El teniente Ruiz, que ayuda a cargar una de las piezas de a ocho libras, se yergue entre el humo de la refriega. Está más pálido que la casaca de su uniforme, pero los ojos le brillan enrojecidos de fiebre.

– ¡A sus órdenes, mi capitán!

Una bala roza la charretera derecha de Daoiz, haciéndole sentir un hondo vacío en el estómago. Esto no puede durar mucho, piensa. De un momento a otro, esos cabrones se harán conmigo.

– Mire aquellos franceses que se agrupan en la esquina de San Andrés. ¿Cree que podrá alcanzarlos con un disparo?

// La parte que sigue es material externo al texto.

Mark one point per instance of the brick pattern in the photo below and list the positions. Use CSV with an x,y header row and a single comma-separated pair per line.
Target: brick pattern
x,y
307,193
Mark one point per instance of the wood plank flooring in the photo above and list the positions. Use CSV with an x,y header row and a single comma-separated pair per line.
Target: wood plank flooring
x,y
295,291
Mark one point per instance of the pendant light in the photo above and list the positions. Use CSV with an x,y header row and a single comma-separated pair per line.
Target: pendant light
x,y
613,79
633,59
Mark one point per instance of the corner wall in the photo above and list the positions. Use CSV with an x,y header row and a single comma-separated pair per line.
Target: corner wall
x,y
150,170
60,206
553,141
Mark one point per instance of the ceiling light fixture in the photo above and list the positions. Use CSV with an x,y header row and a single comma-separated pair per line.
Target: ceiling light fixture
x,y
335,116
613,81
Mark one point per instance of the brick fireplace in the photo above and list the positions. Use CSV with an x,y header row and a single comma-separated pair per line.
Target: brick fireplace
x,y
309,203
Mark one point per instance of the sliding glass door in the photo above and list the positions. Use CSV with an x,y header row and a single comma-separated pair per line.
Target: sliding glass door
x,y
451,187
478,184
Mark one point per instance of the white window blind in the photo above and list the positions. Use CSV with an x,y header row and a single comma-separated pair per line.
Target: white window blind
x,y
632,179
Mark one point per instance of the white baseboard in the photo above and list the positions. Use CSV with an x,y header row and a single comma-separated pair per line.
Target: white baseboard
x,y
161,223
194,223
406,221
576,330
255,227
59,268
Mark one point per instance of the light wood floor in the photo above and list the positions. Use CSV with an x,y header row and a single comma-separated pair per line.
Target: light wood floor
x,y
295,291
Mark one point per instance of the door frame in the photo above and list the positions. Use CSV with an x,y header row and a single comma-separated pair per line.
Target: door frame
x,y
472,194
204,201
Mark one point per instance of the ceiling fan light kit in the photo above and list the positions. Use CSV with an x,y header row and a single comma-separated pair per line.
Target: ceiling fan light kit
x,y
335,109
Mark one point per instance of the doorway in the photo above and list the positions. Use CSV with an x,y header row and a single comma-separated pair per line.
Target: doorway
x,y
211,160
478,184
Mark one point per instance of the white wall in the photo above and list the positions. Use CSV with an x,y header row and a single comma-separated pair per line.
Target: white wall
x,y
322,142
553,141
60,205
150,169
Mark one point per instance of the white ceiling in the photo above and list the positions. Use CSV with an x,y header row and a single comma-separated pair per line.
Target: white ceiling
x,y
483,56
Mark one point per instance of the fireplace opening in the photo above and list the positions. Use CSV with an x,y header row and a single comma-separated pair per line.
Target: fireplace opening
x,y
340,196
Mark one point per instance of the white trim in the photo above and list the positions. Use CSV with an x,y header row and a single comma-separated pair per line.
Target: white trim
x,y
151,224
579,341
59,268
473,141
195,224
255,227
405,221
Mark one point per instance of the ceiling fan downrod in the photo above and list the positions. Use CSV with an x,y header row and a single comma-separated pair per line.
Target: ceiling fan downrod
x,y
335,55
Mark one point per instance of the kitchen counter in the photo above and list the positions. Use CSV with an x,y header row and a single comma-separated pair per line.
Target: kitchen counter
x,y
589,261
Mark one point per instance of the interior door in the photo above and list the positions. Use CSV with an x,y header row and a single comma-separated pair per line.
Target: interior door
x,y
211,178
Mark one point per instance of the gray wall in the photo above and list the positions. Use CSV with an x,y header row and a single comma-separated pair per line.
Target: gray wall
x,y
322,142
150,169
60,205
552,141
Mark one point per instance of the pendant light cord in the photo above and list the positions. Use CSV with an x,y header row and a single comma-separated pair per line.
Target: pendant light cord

– Si movemos el cañón unos pasos allá, podría intentarse.

– Pues a ello.

Otras dos balas francesas zumban entre los dos hombres. El teniente Ruiz mira de dónde provienen con aire molesto, como si algún inoportuno maleducado se inmiscuyera en la conversación. Buen muchacho, piensa Daoiz. Nunca lo había visto antes de hoy, pero le gusta el tenientucho. Desea que salga de ésta.

– ¡Alonso!… ¡Portales!… ¡Ayuden a mover esta pieza!

El cabo segundo Eusebio Alonso y el artillero valenciano de treinta y tres años José Portales Sánchez, que acaban de municionar un cañón cuyo fuego dirige el teniente Arango, acuden con la cabeza baja, esquivando balazos, y empujan las ruedas de la cureña. A medio camino es alcanzado Portales, que se desploma sin abrir la boca. Al verlo caer, una mujer de buen palmito que, desafiando el tiroteo, remangada la basquiña, trae dos cartuchos de cañón desde la puerta del parque, se une al grupo.